The hard work of travel
On the bus to Asheville the woman sitting in front of me has a kind face and ropes of roses tattooed onto her arms.
"You goin' to Nashville?" she asks.
I came straight from church wearing my purple dress. "No," I say. "Asheville."
We both, I think, internally panic. One of us got on the wrong bus.
She begins to study her ticket. To our relief, this bus goes clear from Winston-Salem to Bakersfield with about a million stops in between. I'll get off first, she several hours later.
Beside the woman sits her young daughter, a thin girl with great brown eyes. She leans partly on a cow-printed pillow and partly on her mother's white elbow.
Homesick already, I blew my nose last night into a brown tank top from my bag of laundry. I feared-since I slept as a traveling guest in a Winston-Salem household-alarming a stranger in the hall with my teary quest for a tissue box.
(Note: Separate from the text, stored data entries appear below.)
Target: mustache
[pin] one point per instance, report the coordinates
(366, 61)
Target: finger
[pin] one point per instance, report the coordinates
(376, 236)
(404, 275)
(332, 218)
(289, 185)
I look out over the North Carolina countryside, trying to think of ways that it differs from Upstate New York. But it isn't that different. A horse pasture dips down from the highway-just like New York, except for the bits of scrub.
The pride and joy of my New York home and of my vine-dressing grandfather-homemade grape juice-quakes in three mason jars beneath my seat. It is so cumbersome-since I already have an alligator bag and a duffel of equipment for the drying, curling, and straightening of hair, and a pink-cased pillow-that I can hardly fathom carrying it. Would it be very wicked of me to leave the grape juice on the bus?
"Travel is hard work," says my mother when I call her.
I have been longing for several months for a place to simply rest. In my imagination I identified rest with the idea of a summer room with a large white bed in the middle.
Yes, I think, travel is hard work. Like Scarlett O'Hara on the way to the old plantation, whipping the foaming horse till it finally falls down dead. I don't expect to be met in Asheville by the crazed Confederate Gerald O'Hara, of course, but by Dr. and Mrs. Olasky and their house-which I have heard of-with the hanging kitchen pans and the two upstairs bedrooms.
As the highway rolls past-or, I guess, as the Greyhound leaps down the highway-God prompts this prayer in me:
In my time interning with the Olaskys, may we be satisfied in serving each other. Protect us from pride and also from despair.
At this a semi passes, these words stamped on its end:
"If God is for us, who can be against us?"
I haul the grape juice from under the seat. This is Proverbs 31, happening right here, right now, in the strengthening of my arms. My imagination, fattened on the Bible, produces this humorous thought: I hope neither of the Olaskys have vowed to sacrifice the first thing that comes running off the bus to greet them.
When I arrive Mrs. Olasky leads me upstairs and invites me to choose between the two rooms. And-(can God really be this good?)-I choose the bright one overlooking the yard. It has a big, white bed in the middle.
Then we sit down to three cups of grape juice.